The next day I walked from LaHarpe to the Iola Post Office to watch the Army troops muster. I came back to the store wanting to be a soldier more than anything. I told Mother I’d spoken to the sergeant, and he’d called me a “hearty young man.” He told me he’d accept her signed consent if I wanted to join while still underage.
Of course, she flat out refused. I pleaded with her at supper that I’d only pull twenty dollars a month working a threshing crew from July until October if harvest even went that late in the year. On the other hand, Army “work” was year-round. Field workers got charged back room and board, but the Army clothed, fed, and housed you.
“And for how long are we to be needful of Henry and Pearl’s charity?” I finally demanded of her. “Mother, I'm only asking to join up with a cause of Heaven against Hell.”

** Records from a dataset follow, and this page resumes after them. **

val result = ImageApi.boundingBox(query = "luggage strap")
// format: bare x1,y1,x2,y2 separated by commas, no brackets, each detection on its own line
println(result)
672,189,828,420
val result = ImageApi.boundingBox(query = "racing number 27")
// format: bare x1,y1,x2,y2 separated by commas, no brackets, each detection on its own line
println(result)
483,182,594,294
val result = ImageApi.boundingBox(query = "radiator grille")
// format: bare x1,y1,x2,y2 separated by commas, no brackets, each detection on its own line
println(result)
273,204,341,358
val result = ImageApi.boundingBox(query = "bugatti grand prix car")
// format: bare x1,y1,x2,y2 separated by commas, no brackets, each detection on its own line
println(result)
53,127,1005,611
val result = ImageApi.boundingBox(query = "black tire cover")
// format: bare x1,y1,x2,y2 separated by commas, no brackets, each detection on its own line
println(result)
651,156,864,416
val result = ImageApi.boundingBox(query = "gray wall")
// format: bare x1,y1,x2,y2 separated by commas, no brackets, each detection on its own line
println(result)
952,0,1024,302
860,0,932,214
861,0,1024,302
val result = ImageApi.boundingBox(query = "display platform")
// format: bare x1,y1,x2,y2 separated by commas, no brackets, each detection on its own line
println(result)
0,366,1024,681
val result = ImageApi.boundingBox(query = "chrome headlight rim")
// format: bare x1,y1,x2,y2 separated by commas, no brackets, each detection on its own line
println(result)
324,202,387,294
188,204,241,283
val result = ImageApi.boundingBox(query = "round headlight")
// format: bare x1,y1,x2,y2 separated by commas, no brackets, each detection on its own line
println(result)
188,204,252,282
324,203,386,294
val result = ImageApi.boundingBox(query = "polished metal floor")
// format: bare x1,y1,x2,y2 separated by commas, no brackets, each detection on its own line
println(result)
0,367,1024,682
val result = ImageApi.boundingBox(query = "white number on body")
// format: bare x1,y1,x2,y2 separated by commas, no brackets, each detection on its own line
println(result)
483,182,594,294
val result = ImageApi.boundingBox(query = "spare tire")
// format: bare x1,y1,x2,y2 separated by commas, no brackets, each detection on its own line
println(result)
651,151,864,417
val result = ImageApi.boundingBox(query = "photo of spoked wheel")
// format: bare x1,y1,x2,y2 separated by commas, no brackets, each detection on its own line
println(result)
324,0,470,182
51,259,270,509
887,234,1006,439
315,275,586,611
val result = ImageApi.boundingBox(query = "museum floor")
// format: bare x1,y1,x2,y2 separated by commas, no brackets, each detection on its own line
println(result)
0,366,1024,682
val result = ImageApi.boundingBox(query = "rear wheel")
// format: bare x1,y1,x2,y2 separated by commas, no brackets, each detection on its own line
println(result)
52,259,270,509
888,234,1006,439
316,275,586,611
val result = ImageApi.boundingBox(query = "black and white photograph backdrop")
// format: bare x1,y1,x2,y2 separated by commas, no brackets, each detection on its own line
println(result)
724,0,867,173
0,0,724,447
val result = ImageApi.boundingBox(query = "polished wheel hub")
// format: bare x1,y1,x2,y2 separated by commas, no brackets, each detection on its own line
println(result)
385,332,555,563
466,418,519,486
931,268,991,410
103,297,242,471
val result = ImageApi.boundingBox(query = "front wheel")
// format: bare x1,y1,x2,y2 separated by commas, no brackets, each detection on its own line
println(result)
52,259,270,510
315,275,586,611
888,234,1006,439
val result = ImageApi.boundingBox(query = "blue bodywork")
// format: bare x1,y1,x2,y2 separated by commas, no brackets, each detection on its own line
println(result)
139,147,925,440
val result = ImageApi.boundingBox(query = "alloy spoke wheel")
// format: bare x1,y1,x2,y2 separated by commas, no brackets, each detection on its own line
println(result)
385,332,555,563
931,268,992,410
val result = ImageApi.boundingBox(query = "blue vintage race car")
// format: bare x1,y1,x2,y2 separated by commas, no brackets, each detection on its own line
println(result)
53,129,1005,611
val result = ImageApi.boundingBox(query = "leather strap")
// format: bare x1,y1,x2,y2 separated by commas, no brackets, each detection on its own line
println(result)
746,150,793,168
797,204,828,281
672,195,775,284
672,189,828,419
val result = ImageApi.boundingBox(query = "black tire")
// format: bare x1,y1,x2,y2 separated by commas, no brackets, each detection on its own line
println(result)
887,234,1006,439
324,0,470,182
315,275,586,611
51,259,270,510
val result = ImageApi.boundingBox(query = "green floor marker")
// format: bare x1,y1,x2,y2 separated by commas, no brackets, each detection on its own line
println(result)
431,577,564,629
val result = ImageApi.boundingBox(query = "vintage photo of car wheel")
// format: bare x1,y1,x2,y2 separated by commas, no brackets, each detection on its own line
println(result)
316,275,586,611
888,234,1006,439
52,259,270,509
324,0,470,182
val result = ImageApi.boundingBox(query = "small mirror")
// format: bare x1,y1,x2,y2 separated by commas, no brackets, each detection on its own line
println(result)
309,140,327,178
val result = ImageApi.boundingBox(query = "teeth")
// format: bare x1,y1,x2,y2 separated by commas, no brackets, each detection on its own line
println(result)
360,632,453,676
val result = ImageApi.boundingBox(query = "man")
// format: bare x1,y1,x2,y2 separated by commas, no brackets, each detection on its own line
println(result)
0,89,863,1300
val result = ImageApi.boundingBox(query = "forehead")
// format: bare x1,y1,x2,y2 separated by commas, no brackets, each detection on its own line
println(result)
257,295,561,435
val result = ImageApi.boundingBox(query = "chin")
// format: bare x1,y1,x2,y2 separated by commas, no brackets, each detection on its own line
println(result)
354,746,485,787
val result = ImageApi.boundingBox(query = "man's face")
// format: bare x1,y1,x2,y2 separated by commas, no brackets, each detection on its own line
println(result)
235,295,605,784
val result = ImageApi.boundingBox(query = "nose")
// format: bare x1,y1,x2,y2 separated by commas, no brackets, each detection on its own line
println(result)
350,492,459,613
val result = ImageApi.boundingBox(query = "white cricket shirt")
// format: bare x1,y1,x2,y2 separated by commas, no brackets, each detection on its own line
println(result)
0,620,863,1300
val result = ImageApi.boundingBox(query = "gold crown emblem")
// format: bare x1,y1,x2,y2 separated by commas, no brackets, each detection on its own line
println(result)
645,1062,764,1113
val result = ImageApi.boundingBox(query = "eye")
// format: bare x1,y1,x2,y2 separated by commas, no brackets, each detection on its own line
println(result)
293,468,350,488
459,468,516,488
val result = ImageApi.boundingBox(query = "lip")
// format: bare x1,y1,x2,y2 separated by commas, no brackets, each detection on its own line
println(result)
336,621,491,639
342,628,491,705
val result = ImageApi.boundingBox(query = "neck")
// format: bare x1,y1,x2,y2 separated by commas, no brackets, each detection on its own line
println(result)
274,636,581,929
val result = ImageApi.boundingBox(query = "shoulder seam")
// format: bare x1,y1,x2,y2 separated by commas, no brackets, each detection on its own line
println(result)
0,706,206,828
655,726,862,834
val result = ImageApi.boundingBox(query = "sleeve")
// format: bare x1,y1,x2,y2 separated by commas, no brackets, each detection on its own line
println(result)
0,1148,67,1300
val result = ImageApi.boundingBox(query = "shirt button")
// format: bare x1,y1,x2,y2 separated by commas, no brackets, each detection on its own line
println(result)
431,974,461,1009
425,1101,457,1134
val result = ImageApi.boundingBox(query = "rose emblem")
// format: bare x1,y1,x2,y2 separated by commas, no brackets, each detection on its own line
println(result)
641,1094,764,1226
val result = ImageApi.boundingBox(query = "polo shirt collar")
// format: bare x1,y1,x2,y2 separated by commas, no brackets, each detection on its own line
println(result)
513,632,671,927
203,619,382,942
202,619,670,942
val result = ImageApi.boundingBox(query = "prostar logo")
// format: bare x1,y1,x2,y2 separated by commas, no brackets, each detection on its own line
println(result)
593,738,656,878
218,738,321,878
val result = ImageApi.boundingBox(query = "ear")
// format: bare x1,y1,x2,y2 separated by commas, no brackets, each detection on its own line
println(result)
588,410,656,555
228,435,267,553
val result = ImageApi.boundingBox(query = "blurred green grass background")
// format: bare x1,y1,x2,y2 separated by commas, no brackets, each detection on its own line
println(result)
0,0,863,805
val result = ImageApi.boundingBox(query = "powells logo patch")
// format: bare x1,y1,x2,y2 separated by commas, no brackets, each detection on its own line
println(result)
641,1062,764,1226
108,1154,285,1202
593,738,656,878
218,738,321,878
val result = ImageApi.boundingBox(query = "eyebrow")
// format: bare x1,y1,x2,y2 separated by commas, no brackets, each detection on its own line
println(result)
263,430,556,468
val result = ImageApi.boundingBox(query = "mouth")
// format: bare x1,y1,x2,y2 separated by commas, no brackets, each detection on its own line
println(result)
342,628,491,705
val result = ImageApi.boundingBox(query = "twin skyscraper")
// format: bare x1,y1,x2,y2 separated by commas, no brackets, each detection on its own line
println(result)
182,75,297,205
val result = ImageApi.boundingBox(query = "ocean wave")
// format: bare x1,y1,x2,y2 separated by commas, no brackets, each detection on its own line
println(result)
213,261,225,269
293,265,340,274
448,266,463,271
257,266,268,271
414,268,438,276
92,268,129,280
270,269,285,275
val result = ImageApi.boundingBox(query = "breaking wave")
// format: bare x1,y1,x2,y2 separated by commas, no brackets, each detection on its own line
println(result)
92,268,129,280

“Well said,” declared Henry. “That’s a strong-hearted Christian man speaking, isn’t it, Pearl?”
“You’d surely make a good soldier, Caff,” Pearl chimed in, softly.
At Pearl’s whisper, Mother glared at her with tears in her eyes. I think Pearl had been dealing with complaints from Henry for a while and decided it was time for her to let us know that I was outgrowing their financial support. She could make a good case with Henry for caring for our careworn Mother in those dire times, but I was another matter. I was young and strong and should be able to find work. Why not the Army when there was nothing else?
We’d been with them for about six months. After Pearl spoke her mind in such a quiet way, Henry began reading a news story aloud every time a ship with American merchant seaman or passengers got attacked or sunk. He and I’d speak with great agitation about our mutual desire to kill the Godless demons, the Huns. I’d glance at Mother rebelliously, and she’d then look near physically ill, excuse herself, and go to bed early. We were wearing her down. I suppose I was also pushing her away. In truth, I suspect I only wanted to get out of that tiny store and grow up.
Pretty soon, even William Jennings Bryan, her big hero, came out for the U.S. going after the Kaiser. President Wilson called on Congress for a declaration of war on Friday, April 2nd, 1917. This date is forever etched in my mind because on the following Saturday of April 7th, 1917, your Grandma Mary finally signed my enlistment papers.
Even now, I marvel at the moment - how she finally surrendered to her son's wishes. She signed those papers and then ran into her little closet of a room upstairs and closed the door. I still hear her sobs. Despite her deepest beliefs, Mother permitted me to enlist in the U.S. Army at a time when we were getting ready to enter the Great War.
I was but sixteen years old when I became a soldier.